Purpose: : The G98R mutation in human αA-crystallin (αAG98R ) causes cataract. The mutant protein exhibits increased oligomeric mass, decreased stability and altered chaperone function. The objective of this study was to determine effects of methylglyoxal (MGO), a metabolic dicarbonyl compound on the solubility and aggregation properties of αAG98R protein.

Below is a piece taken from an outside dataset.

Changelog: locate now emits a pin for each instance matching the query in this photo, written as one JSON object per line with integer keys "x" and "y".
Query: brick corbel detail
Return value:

Methods: : Wild-type αA-crystallin and G98R mutant proteins were expressed in E. Coli BL21 DE3 cells and purified by anion exchange chromatography. The purified proteins (0.2 mg) were incubated with (50 µM) or without MGO in 0.2 ml of 0.05 M sodium phosphate buffer (pH 7.2) at 37^oC for one week. After incubation, the samples were filtered through 0.2 µm filter and 25 µl of the filtrate was injected to HPLC fitted with TSK5000PW_XL column and a refractive index detector coupled to multi-angle and dynamic light scattering instruments. The molar mass (Mw), hydrodynamic radius (Rh) and protein concentrations of the samples were determined using ASTRA software developed by Wyatt technologies.

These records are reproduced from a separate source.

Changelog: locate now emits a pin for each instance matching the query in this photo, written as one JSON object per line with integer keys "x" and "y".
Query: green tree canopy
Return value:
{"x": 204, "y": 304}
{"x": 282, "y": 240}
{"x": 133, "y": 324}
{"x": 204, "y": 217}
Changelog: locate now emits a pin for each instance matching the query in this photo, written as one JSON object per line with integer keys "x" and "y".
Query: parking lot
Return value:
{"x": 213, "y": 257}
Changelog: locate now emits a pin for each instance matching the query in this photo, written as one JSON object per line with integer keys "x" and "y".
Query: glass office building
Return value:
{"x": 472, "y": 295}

Results: : In the absence of MGO, 18% of αAG98R and 76% of wt-αA were present in soluble form. However, upon reaction with MGO, nearly 80% of αAG98R and wt-αA were present in soluble form suggesting that the reaction of MGO increased the solubility of αAG98R. Reaction of MGO reduced the average Mw of soluble wild-type protein oligomers from 5.62 e5 to 4.67e5 g/mol (17% decrease) and that of αAG98R from 9.68 e6 to 3.36 e6 g/mol (65% decrease). The reaction of MGO reduced the Rh value of αAG98R from 21 to 16 nm but had no effect on the Rh value of wtαA.

Conclusions: : Our data suggests that MGO treatment increases the stability and decreases aggregation of αAG98R protein and thus MGO may have therapeutic role in preventing protein aggregation diseases.